Abstract
Nervous systems may have originated in the late Ediacaran period to rapidly detect “critical states” of the first predators (or prey) being within striking distance, likely by virtue of electroreception. However as motility and these critical distances increased, the acuity of early electroreceptors heightened in kind to detect weaker remote signals, giving rise to an inference problem of determining the true state of the environment using noisy sensory data. The statistically-optimal means of doing so lies in Bayesian inference; a computationally expensive form of probabilistic reasoning for which neuronal membranes and populations appear naturally-suited. As such, this thesis focuses on the goal of studying, extending and implementing existing models of neural inference in the context of electroreception. In doing so, the findings may not only contribute to understanding how and why neurons represent information probabilistically, but also serve as a biomorphic engineering solution for improving cheap, noisy sensors.

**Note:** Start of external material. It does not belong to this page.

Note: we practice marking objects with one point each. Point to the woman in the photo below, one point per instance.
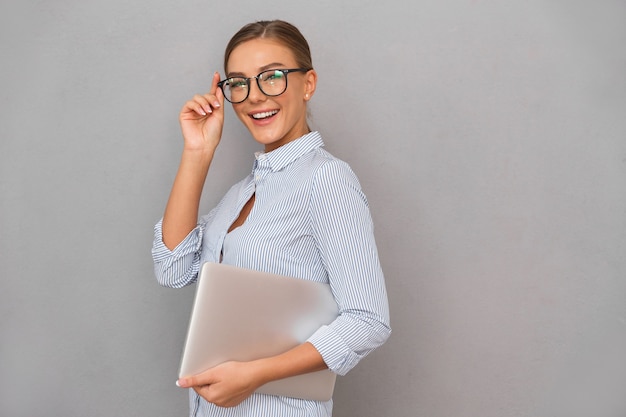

Firstly, I constructed a simple and interactive computational model of inference based on the system-level activation caused by ion flow in a Trichoplax-like Placozoan, in the context of low-motility, pre-Cambrian predator-prey interaction. With this, I demonstrated how the direction and proximity of an electric dipole can be inferred using simple biological building blocks and diffusing chemical gradients to form a “particle filter”; a generalised form of Bayesian inference wherein particles (ions) approximate the distribution at each time step and are used as priors to create the probability distributions in the subsequent time step. Then, I translated this model into a modern, high-motility, experimentally-based generative model; using the simulated output of a cheap Hall Effect sensor to infer the location of a magnetic dipole. Finally, I extended the preceding work into a physical and functional model of neural inference. In this final model, analogue Hall voltages were translated into spikes, which were used as particles in a map of neurons to infer the true state of the magnetic dipole in one dimension, in real time, and at distances and levels of accuracy beyond the typical limits of a Hall Effect sensor.